You launched without a demo video, and a tool like this lands so much harder when people can see the timeline in motion — so I made you one, free, fully whitelabeled, no watermarks or strings. Drop it into your gallery now while the launch is fresh:
Built it with FoxPlug — it turns your real product updates into launch videos, posts and GIFs automatically. foxplug.com. Keep shipping.
finally something that surfaces loop patterns in long claude sessions without making me grep through jsonl files, the live watch mode is genuinely useful when a run starts drifting.
@veli342040 Thank you! The grep-through-jsonl phase is exactly where this started — I had a folder full of flight recordings and no way to read them.
Glad live watch is earning its keep. One tip for drifting runs: the anomaly chips update live too, so clicking the newest one jumps you straight to the turn where things went sideways. And if you want a hard stop for unattended runs, agentfdr assert --no-loops --max-tokens 2M exits 1 the moment a session crosses the line — works in a wrapper script or CI.
Curious — which agent CLIs would you want supported next? Adapters (Codex CLI / Gemini CLI / Aider) are the top item on the roadmap.
the "assert --no-loops --max-tokens" gate is the part i'd actually want running unattended, not just the timeline after the fact. question on tuning it though: some loops are legitimate, retrying a failing test until it passes, polling a build, re-reading a file after an edit. how does it tell that apart from a genuinely pathological loop before it kills the run? is the anomaly detection just repetition-count based, or does it look at whether the tool calls are converging toward something (diffs shrinking, errors changing) vs just spinning in place
How does it actually surface the anomaly flags in real time during a session, and is there any way to set custom thresholds for things like token burn before it pings you?
does the anomaly detection work offline too, or does it need to ping anywhere to flag loops and token burns? curious how it stays 100% local with that kind of analysis.

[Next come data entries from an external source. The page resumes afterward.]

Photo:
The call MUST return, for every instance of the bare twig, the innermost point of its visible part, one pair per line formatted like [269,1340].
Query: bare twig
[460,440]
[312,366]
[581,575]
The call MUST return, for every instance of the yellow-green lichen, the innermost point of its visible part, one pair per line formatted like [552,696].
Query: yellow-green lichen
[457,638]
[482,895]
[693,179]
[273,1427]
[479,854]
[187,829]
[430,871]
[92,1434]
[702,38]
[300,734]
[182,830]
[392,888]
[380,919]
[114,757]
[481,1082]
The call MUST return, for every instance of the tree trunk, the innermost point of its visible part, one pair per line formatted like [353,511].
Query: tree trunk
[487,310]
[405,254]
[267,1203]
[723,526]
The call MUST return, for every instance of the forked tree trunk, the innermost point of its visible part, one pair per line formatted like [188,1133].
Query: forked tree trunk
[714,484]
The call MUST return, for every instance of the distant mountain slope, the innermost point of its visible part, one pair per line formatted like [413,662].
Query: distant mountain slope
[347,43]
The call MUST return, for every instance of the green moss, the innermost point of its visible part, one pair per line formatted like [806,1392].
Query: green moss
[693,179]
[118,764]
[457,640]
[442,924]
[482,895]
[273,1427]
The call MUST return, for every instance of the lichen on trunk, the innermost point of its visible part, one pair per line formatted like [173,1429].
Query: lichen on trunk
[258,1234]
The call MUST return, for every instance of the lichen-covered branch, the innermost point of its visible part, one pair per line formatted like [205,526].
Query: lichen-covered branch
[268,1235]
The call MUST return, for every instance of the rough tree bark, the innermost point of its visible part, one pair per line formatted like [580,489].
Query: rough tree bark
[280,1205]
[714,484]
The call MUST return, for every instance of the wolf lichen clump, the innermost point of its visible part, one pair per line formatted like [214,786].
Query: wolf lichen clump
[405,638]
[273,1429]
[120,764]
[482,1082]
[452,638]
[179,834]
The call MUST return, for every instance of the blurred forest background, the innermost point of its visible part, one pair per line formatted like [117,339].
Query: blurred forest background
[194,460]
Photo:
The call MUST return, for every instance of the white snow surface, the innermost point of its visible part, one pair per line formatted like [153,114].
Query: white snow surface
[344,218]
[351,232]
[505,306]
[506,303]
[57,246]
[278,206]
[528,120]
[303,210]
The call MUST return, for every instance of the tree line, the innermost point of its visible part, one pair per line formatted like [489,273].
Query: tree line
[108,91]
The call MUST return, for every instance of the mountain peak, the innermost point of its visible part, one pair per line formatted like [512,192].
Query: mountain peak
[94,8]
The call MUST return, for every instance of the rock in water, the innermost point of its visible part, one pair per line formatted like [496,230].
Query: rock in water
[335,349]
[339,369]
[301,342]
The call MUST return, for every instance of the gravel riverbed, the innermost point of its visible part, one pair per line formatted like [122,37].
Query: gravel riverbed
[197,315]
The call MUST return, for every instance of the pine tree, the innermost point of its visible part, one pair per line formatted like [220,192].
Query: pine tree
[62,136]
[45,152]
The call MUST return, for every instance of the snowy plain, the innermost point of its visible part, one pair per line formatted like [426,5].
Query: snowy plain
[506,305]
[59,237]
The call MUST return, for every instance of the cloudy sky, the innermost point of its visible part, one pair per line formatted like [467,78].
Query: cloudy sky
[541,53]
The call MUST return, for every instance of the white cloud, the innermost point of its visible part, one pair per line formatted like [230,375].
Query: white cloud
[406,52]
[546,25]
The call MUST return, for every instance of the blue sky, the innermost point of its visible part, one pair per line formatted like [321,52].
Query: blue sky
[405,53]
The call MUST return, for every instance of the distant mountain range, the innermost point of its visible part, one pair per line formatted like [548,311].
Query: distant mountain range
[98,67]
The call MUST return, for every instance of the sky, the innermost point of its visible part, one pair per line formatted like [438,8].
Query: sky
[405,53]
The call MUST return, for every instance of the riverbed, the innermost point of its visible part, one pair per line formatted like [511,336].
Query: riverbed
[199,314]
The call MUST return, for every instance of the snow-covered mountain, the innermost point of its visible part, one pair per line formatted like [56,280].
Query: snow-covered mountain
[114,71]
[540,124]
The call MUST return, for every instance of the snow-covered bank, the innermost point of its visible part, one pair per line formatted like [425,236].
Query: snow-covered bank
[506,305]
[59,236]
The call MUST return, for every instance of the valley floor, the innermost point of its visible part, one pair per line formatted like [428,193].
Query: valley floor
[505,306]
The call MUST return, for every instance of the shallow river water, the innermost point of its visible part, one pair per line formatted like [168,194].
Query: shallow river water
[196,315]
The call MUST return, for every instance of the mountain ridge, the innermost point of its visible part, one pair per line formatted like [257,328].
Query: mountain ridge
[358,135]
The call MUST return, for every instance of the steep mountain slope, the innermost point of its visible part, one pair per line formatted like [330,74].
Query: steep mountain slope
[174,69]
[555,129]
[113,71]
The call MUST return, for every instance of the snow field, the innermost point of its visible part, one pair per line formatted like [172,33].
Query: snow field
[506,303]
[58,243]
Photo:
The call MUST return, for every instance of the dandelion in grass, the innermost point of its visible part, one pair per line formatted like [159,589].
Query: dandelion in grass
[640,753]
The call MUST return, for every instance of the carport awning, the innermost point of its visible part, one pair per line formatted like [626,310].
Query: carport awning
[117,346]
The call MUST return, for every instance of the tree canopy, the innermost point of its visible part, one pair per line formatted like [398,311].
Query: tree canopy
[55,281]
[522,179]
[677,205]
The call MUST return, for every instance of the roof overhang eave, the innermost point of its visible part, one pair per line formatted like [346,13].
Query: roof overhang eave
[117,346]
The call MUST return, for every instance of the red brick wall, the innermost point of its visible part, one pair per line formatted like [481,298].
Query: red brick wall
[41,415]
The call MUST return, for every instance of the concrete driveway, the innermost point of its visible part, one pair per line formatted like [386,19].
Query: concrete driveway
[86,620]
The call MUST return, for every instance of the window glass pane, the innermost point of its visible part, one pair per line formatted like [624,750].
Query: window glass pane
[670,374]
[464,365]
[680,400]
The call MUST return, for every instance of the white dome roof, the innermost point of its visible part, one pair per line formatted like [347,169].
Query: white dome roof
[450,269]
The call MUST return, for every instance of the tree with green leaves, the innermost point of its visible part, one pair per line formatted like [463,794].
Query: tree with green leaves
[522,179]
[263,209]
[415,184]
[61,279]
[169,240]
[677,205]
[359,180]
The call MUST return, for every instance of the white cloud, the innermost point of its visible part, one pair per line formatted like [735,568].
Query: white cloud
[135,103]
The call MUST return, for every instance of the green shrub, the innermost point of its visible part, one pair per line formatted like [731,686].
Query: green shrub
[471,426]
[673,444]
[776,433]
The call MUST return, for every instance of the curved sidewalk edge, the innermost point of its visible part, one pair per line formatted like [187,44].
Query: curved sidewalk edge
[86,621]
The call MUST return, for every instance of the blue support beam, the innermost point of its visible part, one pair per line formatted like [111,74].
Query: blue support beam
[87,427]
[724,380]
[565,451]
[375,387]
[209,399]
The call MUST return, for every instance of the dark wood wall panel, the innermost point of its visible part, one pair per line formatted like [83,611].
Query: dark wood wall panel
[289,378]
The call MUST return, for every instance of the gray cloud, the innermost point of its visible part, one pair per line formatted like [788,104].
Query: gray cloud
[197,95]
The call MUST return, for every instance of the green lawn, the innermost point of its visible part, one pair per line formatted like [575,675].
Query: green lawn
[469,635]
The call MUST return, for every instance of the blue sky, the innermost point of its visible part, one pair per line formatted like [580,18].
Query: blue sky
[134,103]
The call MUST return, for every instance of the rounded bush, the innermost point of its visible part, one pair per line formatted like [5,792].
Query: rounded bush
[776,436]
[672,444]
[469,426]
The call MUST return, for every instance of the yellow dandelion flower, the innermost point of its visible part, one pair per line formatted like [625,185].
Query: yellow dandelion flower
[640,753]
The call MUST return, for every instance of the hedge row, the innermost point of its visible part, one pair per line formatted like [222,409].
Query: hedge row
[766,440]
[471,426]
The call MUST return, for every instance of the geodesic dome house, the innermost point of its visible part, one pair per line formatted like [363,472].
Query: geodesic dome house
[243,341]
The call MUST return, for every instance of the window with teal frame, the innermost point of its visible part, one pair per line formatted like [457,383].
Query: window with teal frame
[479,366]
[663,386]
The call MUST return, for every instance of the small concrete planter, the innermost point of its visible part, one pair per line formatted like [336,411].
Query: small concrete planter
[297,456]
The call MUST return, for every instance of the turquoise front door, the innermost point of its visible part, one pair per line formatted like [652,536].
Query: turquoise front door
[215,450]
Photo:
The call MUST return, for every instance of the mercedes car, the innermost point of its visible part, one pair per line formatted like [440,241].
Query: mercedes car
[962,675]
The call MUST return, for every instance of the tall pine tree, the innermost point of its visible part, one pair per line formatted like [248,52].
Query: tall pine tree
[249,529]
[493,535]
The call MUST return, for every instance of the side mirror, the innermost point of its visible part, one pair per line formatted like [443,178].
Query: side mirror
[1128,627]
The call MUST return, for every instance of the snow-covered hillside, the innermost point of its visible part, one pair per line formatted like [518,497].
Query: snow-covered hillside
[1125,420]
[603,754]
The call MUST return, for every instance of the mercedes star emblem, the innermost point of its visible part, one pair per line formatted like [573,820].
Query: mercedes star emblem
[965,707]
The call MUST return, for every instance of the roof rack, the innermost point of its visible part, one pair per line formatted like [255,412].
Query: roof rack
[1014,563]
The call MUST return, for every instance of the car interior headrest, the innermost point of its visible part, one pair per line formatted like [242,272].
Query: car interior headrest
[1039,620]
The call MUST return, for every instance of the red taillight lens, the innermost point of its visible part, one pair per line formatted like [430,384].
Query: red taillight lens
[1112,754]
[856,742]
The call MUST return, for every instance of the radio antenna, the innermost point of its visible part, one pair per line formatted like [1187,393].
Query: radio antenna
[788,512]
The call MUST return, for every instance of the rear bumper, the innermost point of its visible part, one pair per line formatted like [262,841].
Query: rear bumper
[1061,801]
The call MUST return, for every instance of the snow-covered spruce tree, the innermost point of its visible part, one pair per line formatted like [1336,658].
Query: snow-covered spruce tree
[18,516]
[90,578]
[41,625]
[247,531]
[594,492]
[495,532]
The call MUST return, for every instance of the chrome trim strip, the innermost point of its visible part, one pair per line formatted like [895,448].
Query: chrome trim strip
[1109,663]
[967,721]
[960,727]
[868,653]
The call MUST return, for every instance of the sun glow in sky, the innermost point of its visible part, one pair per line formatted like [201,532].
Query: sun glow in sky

Love that you skipped the SDK and just read what Claude Code already writes to disk, zero instrumentation feels like the right call. The per-turn timeline plus automatic loop and token burn flags is exactly what I'd want when something goes sideways mid-session.
how does it pick up the transcripts — is there a config to point it at a custom claude code logs directory or does it default to ~/.claude?